[whatwg] Dealing with UI redress vulnerabilities inherent to the current web
lcamtuf at dione.cc
Mon Sep 29 04:41:59 PDT 2008
On Mon, 29 Sep 2008, Hallvord R M Steen wrote:
> To give webmasters more ways to deal with this situation, I think we
> should implement the Access Control "Origin" HTTP-header only (assuming
> that it should refer to the top site in the frameset hierarchy).
I definitely like the "Origin" proposal the most of all the opt-in
schemes, simply because it permits trusted domains to be whitelisted for
many applications that rely on same-origin separation to implement
It still completely ignores the question of how we protect gadgets /
mashups / whatever that are *designed* to be embedded on potentially
untrusted sites, but depend on having the integrity of their UIs
preserved, so I think we need - or well, should - tackle this aspect
separately if this is the consensus for now.
Note that the current implementation proposals for "Origin" headers (which
I believe are limited to non-GET, non-HEAD requests) would not prevent
this attack, nor some other potential attack vectors; they would probably
need to be modified to include "Origin" header on SRC= GET requests on
IFRAME / EMBED / OBJECT / APPLET.
Extending the scheme to include SCRIPT would also cover script-inclusion
attacks; extending it to all automated navigation (SRC=, REL=, scripted
form submissions and location updates, etc) would prevent a broader set of
XSRF and XSS attacks than the original proposal, but that's purely
optional.

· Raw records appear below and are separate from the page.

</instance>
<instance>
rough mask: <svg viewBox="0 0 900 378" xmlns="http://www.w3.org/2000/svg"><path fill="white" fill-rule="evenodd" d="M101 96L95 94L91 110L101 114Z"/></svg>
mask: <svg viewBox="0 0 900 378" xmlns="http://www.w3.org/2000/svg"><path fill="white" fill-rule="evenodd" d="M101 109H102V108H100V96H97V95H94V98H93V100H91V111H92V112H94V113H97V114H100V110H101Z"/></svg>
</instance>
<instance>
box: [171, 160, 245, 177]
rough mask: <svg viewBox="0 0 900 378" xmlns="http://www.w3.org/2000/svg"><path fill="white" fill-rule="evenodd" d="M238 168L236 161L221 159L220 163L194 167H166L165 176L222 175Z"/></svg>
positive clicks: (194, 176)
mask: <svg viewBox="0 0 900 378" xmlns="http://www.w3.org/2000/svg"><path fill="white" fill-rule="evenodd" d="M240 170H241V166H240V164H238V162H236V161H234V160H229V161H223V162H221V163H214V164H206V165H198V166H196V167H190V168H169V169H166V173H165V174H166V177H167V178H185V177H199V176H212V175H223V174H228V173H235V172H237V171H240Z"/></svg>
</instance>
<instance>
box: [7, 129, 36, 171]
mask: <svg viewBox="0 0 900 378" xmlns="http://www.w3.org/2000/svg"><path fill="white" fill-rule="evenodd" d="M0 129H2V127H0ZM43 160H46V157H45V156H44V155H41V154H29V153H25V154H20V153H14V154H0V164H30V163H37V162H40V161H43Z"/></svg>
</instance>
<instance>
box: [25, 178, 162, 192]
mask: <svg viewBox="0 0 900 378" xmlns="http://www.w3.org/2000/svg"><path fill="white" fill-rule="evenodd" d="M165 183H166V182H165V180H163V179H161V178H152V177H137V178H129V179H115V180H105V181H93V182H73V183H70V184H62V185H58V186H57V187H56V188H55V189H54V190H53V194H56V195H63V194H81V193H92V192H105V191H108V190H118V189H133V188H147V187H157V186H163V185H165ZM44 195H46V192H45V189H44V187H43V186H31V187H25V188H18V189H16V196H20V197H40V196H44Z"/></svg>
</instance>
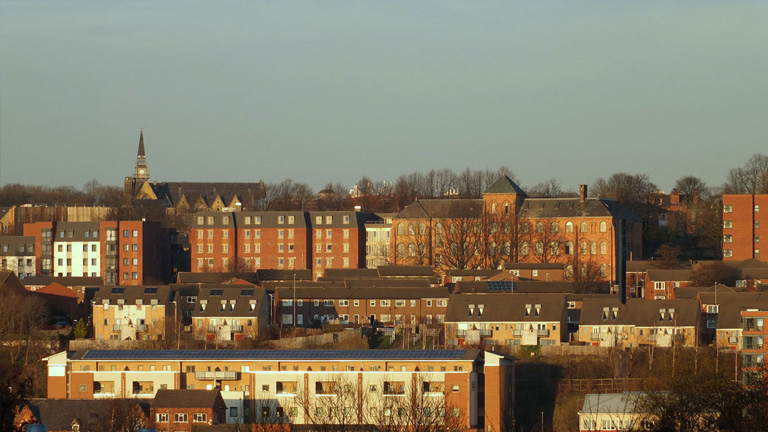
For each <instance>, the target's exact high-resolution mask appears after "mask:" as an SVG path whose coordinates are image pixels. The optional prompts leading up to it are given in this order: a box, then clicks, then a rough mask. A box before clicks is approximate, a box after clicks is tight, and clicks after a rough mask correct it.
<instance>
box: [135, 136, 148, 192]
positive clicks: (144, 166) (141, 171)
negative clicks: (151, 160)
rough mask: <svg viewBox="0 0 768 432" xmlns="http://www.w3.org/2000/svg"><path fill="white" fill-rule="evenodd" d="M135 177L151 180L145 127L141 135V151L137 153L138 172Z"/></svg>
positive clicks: (136, 161)
mask: <svg viewBox="0 0 768 432" xmlns="http://www.w3.org/2000/svg"><path fill="white" fill-rule="evenodd" d="M134 177H135V178H136V180H138V181H146V180H149V169H148V168H147V155H146V153H145V151H144V129H142V130H141V134H140V135H139V153H138V154H137V155H136V172H135V173H134Z"/></svg>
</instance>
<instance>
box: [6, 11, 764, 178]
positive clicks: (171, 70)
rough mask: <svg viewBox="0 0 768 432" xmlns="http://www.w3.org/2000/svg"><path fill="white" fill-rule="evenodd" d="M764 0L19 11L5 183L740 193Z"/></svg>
mask: <svg viewBox="0 0 768 432" xmlns="http://www.w3.org/2000/svg"><path fill="white" fill-rule="evenodd" d="M767 22H768V2H766V1H762V0H761V1H736V2H722V1H675V2H669V1H642V2H635V1H599V2H590V1H579V2H573V1H524V2H523V1H520V2H518V1H471V2H470V1H427V0H420V1H415V2H413V1H389V2H380V1H343V2H342V1H338V2H336V1H323V2H317V1H306V2H299V1H243V2H234V1H233V2H226V3H221V2H196V1H185V2H176V1H173V2H172V1H159V2H156V1H130V2H129V1H121V2H91V1H76V2H71V1H14V0H3V1H0V185H2V184H8V183H26V184H43V185H72V186H75V187H77V188H80V187H82V186H83V185H84V184H85V183H86V182H88V181H89V180H91V179H96V180H97V181H99V182H100V183H102V184H108V185H122V182H123V178H124V177H125V176H129V175H132V173H133V168H134V164H135V161H136V152H137V147H138V139H139V132H140V131H141V130H142V129H143V131H144V139H145V145H146V151H147V161H148V165H149V172H150V176H151V180H156V181H159V182H163V181H226V182H230V181H231V182H256V181H259V180H264V181H265V182H280V181H282V180H283V179H286V178H291V179H293V180H294V181H299V182H305V183H308V184H309V185H310V186H312V187H313V188H315V189H317V190H319V189H321V188H322V187H323V186H324V185H325V184H326V183H328V182H340V183H342V184H344V185H345V186H347V187H351V186H352V185H354V184H355V183H356V182H357V181H358V180H359V179H360V178H361V177H363V176H368V177H369V178H371V179H373V180H376V181H378V180H387V181H394V180H396V178H397V177H398V176H400V175H401V174H409V173H412V172H427V171H429V170H430V169H433V168H434V169H441V168H450V169H453V170H454V171H457V172H458V171H461V170H463V169H465V168H471V169H492V170H495V169H497V168H498V167H500V166H508V167H509V168H511V170H512V171H513V173H514V174H515V175H516V176H517V178H518V179H519V180H520V183H521V185H522V186H523V187H524V188H525V187H526V186H528V187H531V186H533V185H535V184H537V183H539V182H542V181H544V180H547V179H550V178H555V179H557V180H558V181H559V183H560V184H561V186H562V187H563V189H565V190H573V191H575V190H577V185H578V184H581V183H586V184H592V183H593V182H594V180H595V179H597V178H599V177H608V176H610V175H611V174H613V173H615V172H627V173H630V174H636V173H643V174H647V175H648V176H650V179H651V181H653V182H654V183H655V184H656V185H657V186H658V187H659V188H660V189H662V190H667V191H669V190H670V189H671V188H672V186H673V185H674V182H675V180H676V179H678V178H680V177H683V176H685V175H695V176H698V177H700V178H702V179H703V180H704V181H706V182H707V183H708V184H710V185H720V184H722V183H723V182H724V181H725V179H726V175H727V172H728V170H729V169H731V168H735V167H738V166H741V165H743V164H744V163H745V162H746V161H747V159H749V157H750V156H751V155H753V154H755V153H768V43H767V42H768V25H766V23H767Z"/></svg>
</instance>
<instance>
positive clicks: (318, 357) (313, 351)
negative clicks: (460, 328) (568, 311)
mask: <svg viewBox="0 0 768 432" xmlns="http://www.w3.org/2000/svg"><path fill="white" fill-rule="evenodd" d="M465 352H466V351H464V350H90V351H88V352H87V353H85V355H84V356H83V357H82V358H83V360H227V359H237V360H240V359H242V360H318V359H339V360H435V359H444V360H460V359H462V358H463V357H464V354H465Z"/></svg>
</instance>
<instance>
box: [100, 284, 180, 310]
mask: <svg viewBox="0 0 768 432" xmlns="http://www.w3.org/2000/svg"><path fill="white" fill-rule="evenodd" d="M172 294H173V292H172V291H171V287H170V286H169V285H146V286H144V285H142V286H124V285H121V286H114V287H101V288H99V290H98V291H97V292H96V294H95V295H94V297H93V302H94V306H98V305H102V304H103V302H104V300H106V301H107V302H108V304H110V305H116V304H119V303H118V300H123V302H124V304H126V305H131V304H133V305H135V304H136V301H137V300H141V301H142V305H143V306H149V305H151V303H152V300H157V305H159V306H166V305H167V304H168V302H170V301H171V298H172Z"/></svg>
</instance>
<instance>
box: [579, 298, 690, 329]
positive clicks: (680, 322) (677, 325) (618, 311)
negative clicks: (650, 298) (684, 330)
mask: <svg viewBox="0 0 768 432" xmlns="http://www.w3.org/2000/svg"><path fill="white" fill-rule="evenodd" d="M604 308H609V310H610V311H613V309H614V308H618V313H617V317H616V319H610V317H609V319H603V311H604ZM660 309H665V310H669V309H674V310H675V316H674V317H673V318H672V319H671V320H670V317H669V314H668V313H665V315H664V319H661V315H660V313H659V310H660ZM699 310H700V309H699V302H698V301H696V300H644V299H628V300H627V303H626V304H622V303H621V302H620V301H619V299H617V298H616V297H613V296H611V297H609V298H595V297H588V298H585V299H584V302H583V305H582V309H581V317H580V322H579V324H580V325H635V326H637V327H673V326H677V327H692V326H695V325H696V322H697V320H698V315H699Z"/></svg>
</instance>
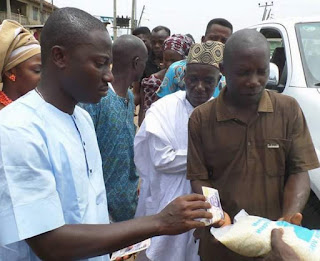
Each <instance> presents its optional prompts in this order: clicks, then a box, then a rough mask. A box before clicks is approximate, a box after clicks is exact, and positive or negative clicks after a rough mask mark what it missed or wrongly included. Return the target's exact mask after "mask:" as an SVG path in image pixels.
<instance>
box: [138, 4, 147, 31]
mask: <svg viewBox="0 0 320 261" xmlns="http://www.w3.org/2000/svg"><path fill="white" fill-rule="evenodd" d="M145 8H146V6H145V5H144V6H143V8H142V11H141V15H140V18H139V22H138V27H140V24H141V19H142V16H143V12H144V9H145Z"/></svg>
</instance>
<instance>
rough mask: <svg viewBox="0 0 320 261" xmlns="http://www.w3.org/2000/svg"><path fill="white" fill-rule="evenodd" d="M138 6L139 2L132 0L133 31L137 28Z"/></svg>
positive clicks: (131, 13)
mask: <svg viewBox="0 0 320 261" xmlns="http://www.w3.org/2000/svg"><path fill="white" fill-rule="evenodd" d="M136 8H137V2H136V0H132V10H131V33H132V32H133V30H134V29H135V28H136Z"/></svg>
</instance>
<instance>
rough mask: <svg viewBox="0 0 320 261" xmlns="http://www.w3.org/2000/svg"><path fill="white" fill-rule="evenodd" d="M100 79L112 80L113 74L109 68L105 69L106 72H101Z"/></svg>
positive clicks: (112, 81)
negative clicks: (101, 75)
mask: <svg viewBox="0 0 320 261" xmlns="http://www.w3.org/2000/svg"><path fill="white" fill-rule="evenodd" d="M102 80H103V81H104V82H113V80H114V77H113V74H112V72H111V70H110V69H108V71H106V72H105V73H104V74H103V76H102Z"/></svg>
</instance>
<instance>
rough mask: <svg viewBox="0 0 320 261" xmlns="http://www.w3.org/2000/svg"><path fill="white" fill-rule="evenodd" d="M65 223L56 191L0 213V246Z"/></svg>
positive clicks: (42, 231) (22, 238)
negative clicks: (34, 201) (27, 202)
mask: <svg viewBox="0 0 320 261" xmlns="http://www.w3.org/2000/svg"><path fill="white" fill-rule="evenodd" d="M63 225H65V221H64V216H63V211H62V207H61V203H60V198H59V195H58V193H57V192H56V193H54V194H53V195H51V196H50V197H48V198H45V199H41V200H38V201H35V202H32V203H31V204H26V205H21V206H16V207H14V208H9V209H7V210H5V211H3V212H2V213H0V231H1V233H0V246H4V245H8V244H11V243H14V242H18V241H21V240H24V239H27V238H31V237H34V236H37V235H40V234H43V233H45V232H48V231H51V230H54V229H56V228H58V227H61V226H63Z"/></svg>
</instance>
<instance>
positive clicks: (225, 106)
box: [216, 88, 273, 121]
mask: <svg viewBox="0 0 320 261" xmlns="http://www.w3.org/2000/svg"><path fill="white" fill-rule="evenodd" d="M225 92H226V88H223V89H222V90H221V92H220V95H219V96H218V97H217V98H216V100H217V107H216V108H217V120H218V121H227V120H232V119H235V118H236V116H235V115H234V114H233V113H231V112H230V111H229V110H228V108H227V106H226V104H225V101H224V94H225ZM258 112H273V105H272V102H271V99H270V96H269V93H268V91H267V90H264V91H263V93H262V96H261V99H260V102H259V106H258Z"/></svg>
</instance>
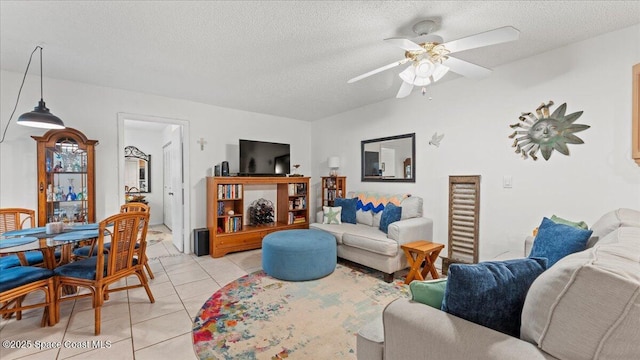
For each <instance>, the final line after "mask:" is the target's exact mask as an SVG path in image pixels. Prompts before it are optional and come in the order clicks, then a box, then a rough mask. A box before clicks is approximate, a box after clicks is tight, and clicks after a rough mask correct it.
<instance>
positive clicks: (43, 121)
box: [18, 99, 64, 129]
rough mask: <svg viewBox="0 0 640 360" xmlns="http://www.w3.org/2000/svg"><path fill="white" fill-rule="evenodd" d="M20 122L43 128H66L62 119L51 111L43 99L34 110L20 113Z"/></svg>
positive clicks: (51, 128) (19, 117) (34, 126)
mask: <svg viewBox="0 0 640 360" xmlns="http://www.w3.org/2000/svg"><path fill="white" fill-rule="evenodd" d="M18 124H20V125H24V126H31V127H37V128H42V129H64V123H63V122H62V120H60V118H59V117H57V116H55V115H53V114H52V113H50V112H49V109H48V108H47V106H46V105H45V104H44V100H42V99H40V102H38V106H36V107H35V108H33V111H31V112H28V113H24V114H22V115H20V117H19V118H18Z"/></svg>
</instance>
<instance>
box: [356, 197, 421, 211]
mask: <svg viewBox="0 0 640 360" xmlns="http://www.w3.org/2000/svg"><path fill="white" fill-rule="evenodd" d="M407 196H409V195H408V194H384V193H377V192H366V191H363V192H356V193H354V194H353V196H352V197H354V198H357V199H358V206H357V208H358V209H362V210H365V211H367V210H371V211H373V213H374V214H375V213H379V212H381V211H382V210H384V207H385V205H386V204H388V203H392V204H394V205H397V206H400V203H401V202H402V200H403V199H404V198H406V197H407Z"/></svg>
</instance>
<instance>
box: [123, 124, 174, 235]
mask: <svg viewBox="0 0 640 360" xmlns="http://www.w3.org/2000/svg"><path fill="white" fill-rule="evenodd" d="M126 123H127V122H126V121H125V129H126V130H125V132H124V144H123V146H125V147H126V146H135V147H137V148H138V149H139V150H140V151H142V152H143V153H145V154H147V155H151V171H150V173H149V178H150V179H151V191H150V192H148V193H145V194H142V195H144V196H145V200H147V202H148V203H149V206H150V207H151V208H152V209H154V211H151V212H150V214H151V218H150V219H149V224H150V225H158V224H162V223H163V211H162V209H163V205H164V201H163V198H162V195H163V191H162V189H163V179H162V175H163V169H164V168H163V161H162V157H163V153H162V145H164V143H163V139H162V130H161V129H157V130H143V129H131V128H127V127H126ZM167 126H169V125H167Z"/></svg>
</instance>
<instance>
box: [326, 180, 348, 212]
mask: <svg viewBox="0 0 640 360" xmlns="http://www.w3.org/2000/svg"><path fill="white" fill-rule="evenodd" d="M345 196H347V177H346V176H323V177H322V206H333V202H334V200H335V199H336V198H338V197H341V198H343V197H345Z"/></svg>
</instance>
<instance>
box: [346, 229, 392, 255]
mask: <svg viewBox="0 0 640 360" xmlns="http://www.w3.org/2000/svg"><path fill="white" fill-rule="evenodd" d="M344 225H345V224H343V225H341V226H344ZM347 225H349V224H347ZM342 243H343V244H344V245H347V246H351V247H355V248H359V249H362V250H366V251H370V252H373V253H376V254H381V255H386V256H396V255H397V254H398V248H399V246H398V243H397V242H396V241H395V240H392V239H389V238H387V236H386V235H385V234H384V233H383V232H382V231H380V230H378V229H377V228H374V227H371V226H366V225H353V227H351V228H350V229H349V231H345V232H344V234H342Z"/></svg>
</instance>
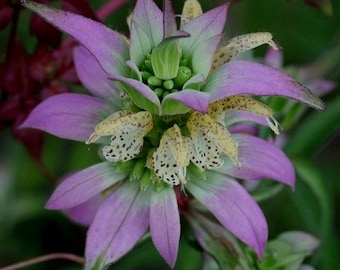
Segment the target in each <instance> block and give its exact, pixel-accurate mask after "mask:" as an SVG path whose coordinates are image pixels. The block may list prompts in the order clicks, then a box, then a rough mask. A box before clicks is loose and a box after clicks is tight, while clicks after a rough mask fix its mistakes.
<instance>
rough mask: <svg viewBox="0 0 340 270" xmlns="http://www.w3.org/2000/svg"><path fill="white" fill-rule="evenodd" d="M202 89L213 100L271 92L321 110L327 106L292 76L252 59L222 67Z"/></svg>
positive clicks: (209, 76) (208, 78) (209, 79)
mask: <svg viewBox="0 0 340 270" xmlns="http://www.w3.org/2000/svg"><path fill="white" fill-rule="evenodd" d="M203 91H205V92H209V93H211V99H212V101H216V100H219V99H222V98H225V97H228V96H233V95H243V94H253V95H259V96H269V95H272V96H285V97H289V98H292V99H296V100H298V101H300V102H303V103H306V104H307V105H309V106H311V107H313V108H316V109H319V110H323V109H324V108H325V105H324V103H323V102H322V101H321V100H320V99H319V98H317V97H316V96H314V95H313V94H312V93H311V92H310V91H309V90H308V89H307V88H306V87H305V86H303V85H302V84H300V83H299V82H297V81H296V80H295V79H294V78H293V77H291V76H289V75H287V74H286V73H284V72H282V71H280V70H278V69H275V68H272V67H268V66H265V65H262V64H259V63H255V62H249V61H241V60H238V61H236V60H235V61H231V62H229V63H227V64H225V65H222V66H220V67H219V68H217V69H216V70H215V71H214V72H212V73H211V74H210V75H209V77H208V78H207V83H206V84H205V86H204V89H203Z"/></svg>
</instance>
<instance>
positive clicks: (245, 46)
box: [212, 32, 278, 70]
mask: <svg viewBox="0 0 340 270" xmlns="http://www.w3.org/2000/svg"><path fill="white" fill-rule="evenodd" d="M272 38H273V36H272V34H271V33H269V32H259V33H250V34H245V35H241V36H237V37H234V38H232V39H231V40H230V41H228V43H227V44H226V45H225V46H224V47H222V48H221V49H219V50H218V52H216V54H215V55H214V59H213V65H212V69H213V70H214V69H216V68H218V67H219V66H221V65H224V64H225V63H227V62H229V61H230V60H231V59H232V58H233V57H235V56H237V55H238V54H240V53H243V52H245V51H248V50H251V49H253V48H256V47H258V46H260V45H263V44H266V43H267V44H269V45H270V46H271V47H272V48H273V49H275V50H278V47H277V46H276V44H275V43H274V41H273V40H272Z"/></svg>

But the bottom line is, there are some extra birds we could hit
with that stone.
> Sites may want to use any of several policies in a "somebody framed
> me" situation. For example, these are all policies a site may want to
> 1. nobody may frame my content
> 2. selected sites only may frame my content
> 3. anyone may frame my content but not re-use an existing session
> 4. anyone may frame my content
As noted, one important scenario which we do not account for is "5. anyone
may iframe my content, but I want my UI not to get clobbered". This would
realistically be the expectation for almost any privileged / authenticated
gadget to be embedded on third-party pages.